Com apenas quatro meses restantes de seu mandato, a desaceleração também é uma ameaça ao legado de Draghi. A promessa do italiano em 2012 de fazer "o que for preciso" para salvar o euro possui bastante crédito por ter mantido o bloco monetário unido durante os dias mais sombrios de sua crise.

"(Nós) usaremos toda a flexibilidade dentro de nosso mandato para cumprir nosso mandato --e faremos isso de novo para responder a qualquer desafio à estabilidade de preços no futuro", disse Draghi. "A política monetária continua comprometida com seu objetivo e não se resigna à inflação baixa demais."
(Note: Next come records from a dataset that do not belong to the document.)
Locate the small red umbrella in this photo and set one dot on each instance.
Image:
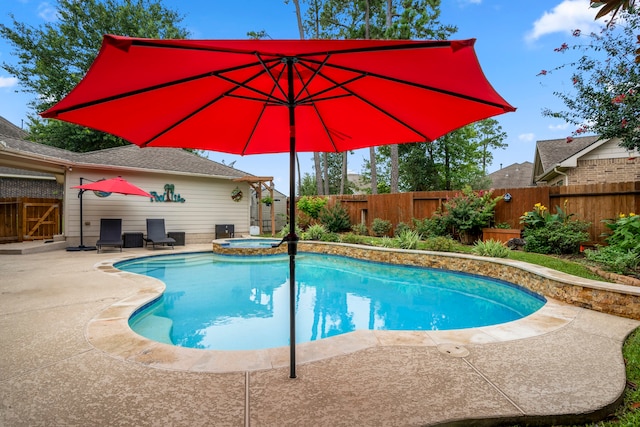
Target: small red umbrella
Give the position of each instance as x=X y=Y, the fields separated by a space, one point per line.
x=274 y=96
x=114 y=185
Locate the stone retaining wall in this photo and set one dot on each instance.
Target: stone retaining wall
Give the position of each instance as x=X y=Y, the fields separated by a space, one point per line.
x=611 y=298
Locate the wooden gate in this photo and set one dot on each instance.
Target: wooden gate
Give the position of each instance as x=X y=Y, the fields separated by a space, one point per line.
x=29 y=219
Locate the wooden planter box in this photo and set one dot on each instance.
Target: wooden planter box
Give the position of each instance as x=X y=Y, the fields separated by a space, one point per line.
x=500 y=234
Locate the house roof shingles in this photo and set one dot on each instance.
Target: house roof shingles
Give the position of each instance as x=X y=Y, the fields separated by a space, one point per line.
x=517 y=175
x=553 y=151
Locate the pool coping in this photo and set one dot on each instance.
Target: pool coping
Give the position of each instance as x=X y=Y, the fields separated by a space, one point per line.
x=110 y=333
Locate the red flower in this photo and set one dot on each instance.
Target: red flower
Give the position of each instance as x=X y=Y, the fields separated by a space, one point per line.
x=619 y=99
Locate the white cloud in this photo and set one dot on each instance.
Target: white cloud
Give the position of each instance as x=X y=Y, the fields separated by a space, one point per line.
x=526 y=137
x=563 y=126
x=47 y=12
x=569 y=15
x=8 y=81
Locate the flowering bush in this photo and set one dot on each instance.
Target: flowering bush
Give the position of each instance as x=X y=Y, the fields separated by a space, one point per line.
x=547 y=233
x=466 y=214
x=623 y=253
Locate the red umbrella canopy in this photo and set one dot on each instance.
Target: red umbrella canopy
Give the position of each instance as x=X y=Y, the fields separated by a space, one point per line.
x=114 y=185
x=240 y=96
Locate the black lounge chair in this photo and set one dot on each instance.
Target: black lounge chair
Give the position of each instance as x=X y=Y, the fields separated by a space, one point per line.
x=157 y=235
x=110 y=233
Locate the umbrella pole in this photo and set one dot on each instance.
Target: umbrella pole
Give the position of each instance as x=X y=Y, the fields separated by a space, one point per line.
x=292 y=239
x=82 y=247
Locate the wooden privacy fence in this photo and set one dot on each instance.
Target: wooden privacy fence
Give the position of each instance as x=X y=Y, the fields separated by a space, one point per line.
x=589 y=202
x=29 y=219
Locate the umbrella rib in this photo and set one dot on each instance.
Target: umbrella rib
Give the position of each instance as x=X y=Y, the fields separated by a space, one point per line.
x=408 y=83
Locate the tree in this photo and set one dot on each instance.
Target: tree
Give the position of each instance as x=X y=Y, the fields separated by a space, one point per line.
x=605 y=98
x=52 y=58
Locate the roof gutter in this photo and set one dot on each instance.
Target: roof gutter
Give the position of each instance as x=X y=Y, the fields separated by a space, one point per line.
x=566 y=180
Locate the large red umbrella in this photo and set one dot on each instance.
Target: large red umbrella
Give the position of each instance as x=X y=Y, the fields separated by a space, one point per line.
x=273 y=96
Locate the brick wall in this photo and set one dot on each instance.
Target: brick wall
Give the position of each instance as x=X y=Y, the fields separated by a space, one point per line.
x=33 y=188
x=605 y=170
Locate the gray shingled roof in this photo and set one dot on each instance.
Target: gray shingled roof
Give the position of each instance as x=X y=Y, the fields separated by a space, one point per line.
x=130 y=156
x=517 y=175
x=553 y=151
x=9 y=129
x=165 y=159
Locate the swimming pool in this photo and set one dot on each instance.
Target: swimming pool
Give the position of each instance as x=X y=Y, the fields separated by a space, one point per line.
x=249 y=243
x=241 y=302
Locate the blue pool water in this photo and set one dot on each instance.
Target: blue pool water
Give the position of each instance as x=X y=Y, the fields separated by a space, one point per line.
x=250 y=243
x=226 y=302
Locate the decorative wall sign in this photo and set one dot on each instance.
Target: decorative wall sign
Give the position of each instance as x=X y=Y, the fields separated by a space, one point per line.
x=236 y=194
x=169 y=195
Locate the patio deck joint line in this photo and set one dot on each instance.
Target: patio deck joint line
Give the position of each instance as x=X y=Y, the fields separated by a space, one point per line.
x=494 y=386
x=247 y=417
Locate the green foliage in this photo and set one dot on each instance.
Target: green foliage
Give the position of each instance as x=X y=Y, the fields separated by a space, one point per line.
x=315 y=232
x=330 y=237
x=547 y=233
x=408 y=239
x=311 y=205
x=623 y=253
x=492 y=248
x=285 y=230
x=336 y=218
x=360 y=229
x=55 y=56
x=430 y=227
x=469 y=211
x=625 y=232
x=604 y=97
x=380 y=227
x=556 y=238
x=439 y=244
x=400 y=228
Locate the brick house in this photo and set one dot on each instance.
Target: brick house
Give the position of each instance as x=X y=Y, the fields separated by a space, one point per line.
x=584 y=160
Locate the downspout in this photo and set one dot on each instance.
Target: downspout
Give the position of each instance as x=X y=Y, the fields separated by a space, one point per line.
x=566 y=180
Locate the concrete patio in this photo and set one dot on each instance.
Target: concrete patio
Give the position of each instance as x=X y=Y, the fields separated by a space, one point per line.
x=565 y=369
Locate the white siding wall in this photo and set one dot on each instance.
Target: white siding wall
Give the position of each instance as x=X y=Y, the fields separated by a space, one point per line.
x=609 y=150
x=207 y=203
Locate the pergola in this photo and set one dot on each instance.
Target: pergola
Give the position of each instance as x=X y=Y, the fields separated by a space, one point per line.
x=257 y=183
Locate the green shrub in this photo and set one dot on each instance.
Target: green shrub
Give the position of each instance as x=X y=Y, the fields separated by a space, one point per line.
x=556 y=238
x=315 y=232
x=387 y=242
x=380 y=227
x=430 y=227
x=335 y=219
x=311 y=205
x=285 y=230
x=330 y=237
x=408 y=239
x=360 y=229
x=492 y=248
x=614 y=259
x=466 y=214
x=439 y=244
x=400 y=228
x=623 y=253
x=352 y=238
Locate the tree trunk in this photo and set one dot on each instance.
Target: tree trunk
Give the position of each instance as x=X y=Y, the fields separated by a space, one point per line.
x=325 y=173
x=395 y=168
x=374 y=172
x=318 y=167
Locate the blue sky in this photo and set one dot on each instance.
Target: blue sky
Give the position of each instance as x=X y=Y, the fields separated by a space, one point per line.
x=515 y=41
Mas Draghi não é o único em ter que recuar.

O Federal Reserve primeiro desistiu do aumento da taxa de juros e pode, nesta semana, sinalizar cortes nos custos dos empréstimos já que a turbulência global tem afetado a confiança, atingindo as ações e o comércio global.

Draghi disse que o BCE, que não alcança sua meta de inflação de pouco menos de 2% desde 2013, ainda pode cortar os juros, ajustar sua orientação de política monetária e afirmou ter um "espaço considerável" para mais compras de ativos.

Ele também disse que o BCE pode oferecer "medidas de contenção" para compensar os efeitos indesejados dos juros negativos, um comentário que sinaliza que uma taxa de depósito escalonada também está em consideração.

O BCE agora usará as "próximas semanas" para estudar suas opções, disse ele, sugerindo que uma ação pode acontecer em breve.

Os comentários, interpretados pelos mercados como inesperadamente "dovish", derrubavam o euro em cerca de 0,3% em relação ao dólar, enquanto as ações devolviam as perdas anteriores e os rendimentos dos títulos caíam ainda mais, muitos para um território de mínima recorde.

Os mercados já precificam um corte de 15 a 25 pontos básicos na taxa de depósito do BCE já negativa em 0,40% - uma grande mudança em comparação ao início do ano, quando elevações dos juros ainda estavam em consideração.